Reduce Fish Catch Now For Bigger Net Profits Later
A new and compelling argument for reducing fish harvests - the profit motive - could persuade world fishers to endure the short-term pain of lower catches for the long-term gain of higher returns for their labor, according to authors of a ground-breaking study on fisheries over-exploitation. I hyper-linked an article earlier that said that maximum sustained yield was too much to take from anadromous fish populations, because not enough biological material was left for the ecosystem's needs to support the runs. A vicious cycle of decline that has characterized U.S. fisheries.

The Letter Department:

"Maybe wearing fishermen down until they're too tired to mobilize was part of government's plan all along. The bureaucracies have been very skilled at snaring fishermen in complex discussions leading to decisions on very specific management actions that are largely not comprehensible to the general public and that leave most fishermen unable to think outside of that box. The Stratton Report issued way back in 1969 identified practioners more interested in a way of life than in economic efficiency as a roadblock in government's vision for fisheries. If managers recognize withdrawals on the wealth of communities at all, it's only to say those withdrawals are a necessary consequence of resource conservation.

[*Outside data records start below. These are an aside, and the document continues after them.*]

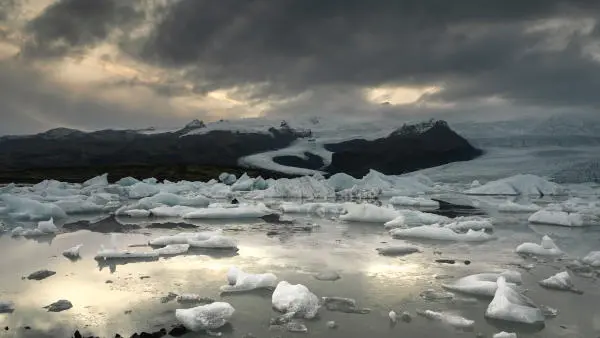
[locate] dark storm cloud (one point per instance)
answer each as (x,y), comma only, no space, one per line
(73,25)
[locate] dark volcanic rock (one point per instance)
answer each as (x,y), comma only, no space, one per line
(410,148)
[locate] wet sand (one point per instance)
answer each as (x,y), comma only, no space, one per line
(133,304)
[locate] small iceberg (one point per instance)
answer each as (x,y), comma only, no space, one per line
(243,281)
(369,213)
(455,321)
(560,281)
(397,250)
(205,317)
(441,233)
(546,248)
(554,217)
(295,300)
(510,305)
(484,284)
(73,253)
(417,202)
(173,250)
(512,207)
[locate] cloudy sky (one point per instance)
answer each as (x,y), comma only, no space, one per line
(94,64)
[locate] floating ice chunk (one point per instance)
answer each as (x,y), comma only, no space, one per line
(136,213)
(397,250)
(470,224)
(313,208)
(518,185)
(483,284)
(173,249)
(440,233)
(409,218)
(105,254)
(214,242)
(6,306)
(510,305)
(368,213)
(561,218)
(127,181)
(101,181)
(205,317)
(246,281)
(28,209)
(559,281)
(248,211)
(593,259)
(295,300)
(414,202)
(73,253)
(547,248)
(456,321)
(141,190)
(510,206)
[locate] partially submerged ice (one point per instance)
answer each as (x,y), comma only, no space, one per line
(441,233)
(295,300)
(484,284)
(546,248)
(510,305)
(243,281)
(205,317)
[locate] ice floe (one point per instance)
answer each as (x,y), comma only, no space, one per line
(414,202)
(546,248)
(205,317)
(518,185)
(453,320)
(441,233)
(484,284)
(510,305)
(295,300)
(243,281)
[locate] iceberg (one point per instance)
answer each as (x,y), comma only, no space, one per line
(593,259)
(205,317)
(73,253)
(243,281)
(518,185)
(510,305)
(173,249)
(440,233)
(483,284)
(561,218)
(512,207)
(455,321)
(368,213)
(414,202)
(247,211)
(409,218)
(546,248)
(295,300)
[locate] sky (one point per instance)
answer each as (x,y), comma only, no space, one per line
(138,63)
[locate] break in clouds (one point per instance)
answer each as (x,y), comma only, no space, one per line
(135,63)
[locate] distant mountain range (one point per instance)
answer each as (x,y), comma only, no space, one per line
(200,151)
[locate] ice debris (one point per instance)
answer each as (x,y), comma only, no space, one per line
(510,305)
(205,317)
(546,248)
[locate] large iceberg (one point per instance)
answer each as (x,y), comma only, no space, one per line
(510,305)
(205,317)
(441,233)
(546,248)
(240,281)
(518,185)
(295,300)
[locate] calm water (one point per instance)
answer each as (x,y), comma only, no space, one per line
(131,304)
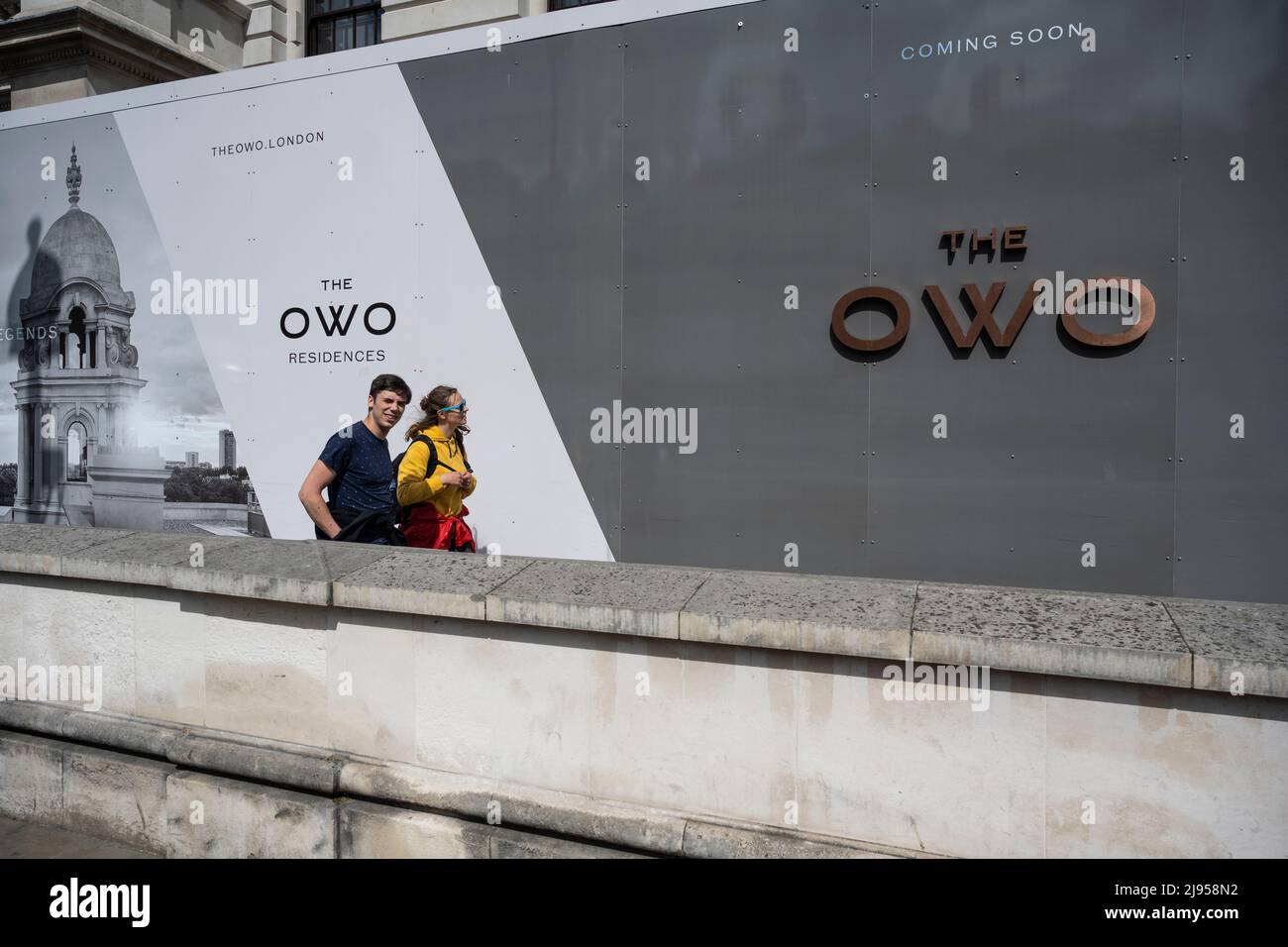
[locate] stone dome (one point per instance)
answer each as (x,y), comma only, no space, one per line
(75,248)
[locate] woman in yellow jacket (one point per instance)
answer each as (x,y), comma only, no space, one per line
(434,475)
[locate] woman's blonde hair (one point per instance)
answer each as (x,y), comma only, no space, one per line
(432,405)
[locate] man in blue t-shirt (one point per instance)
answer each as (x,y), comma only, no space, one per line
(356,468)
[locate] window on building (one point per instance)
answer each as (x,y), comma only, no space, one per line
(336,25)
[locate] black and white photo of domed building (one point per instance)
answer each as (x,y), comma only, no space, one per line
(78,463)
(115,408)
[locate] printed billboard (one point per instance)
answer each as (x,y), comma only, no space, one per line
(911,291)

(That letter echos all who say that when the Bush Administration talks lower costs to the consumer, you need to read that "lost jobs." It cost the Alaska king crab industry 1500 jobs. Nobody in Alaska with their head in clear air views the feds "economic efficiency" as anything more than a resource grab by big multi-national corporations and big boat/fleet operators.)

"FYI - in just the past twenty-four hours, from Alaska there were about ten signers of the petition online - nice going John. Oddly, however, and within the same timeframe, most press articles on the petition have been suddenly subverted, ergo much harder to find unless very explicit words are typed into search engines. It would take knowledge and a concerted effort, but the net can be compromised that way, and the suddenness indicates that it very well may have been intentional. If so, it tells me that the petition is that strong, cannot be countered, hence only technically blocked. Welcome to the new age."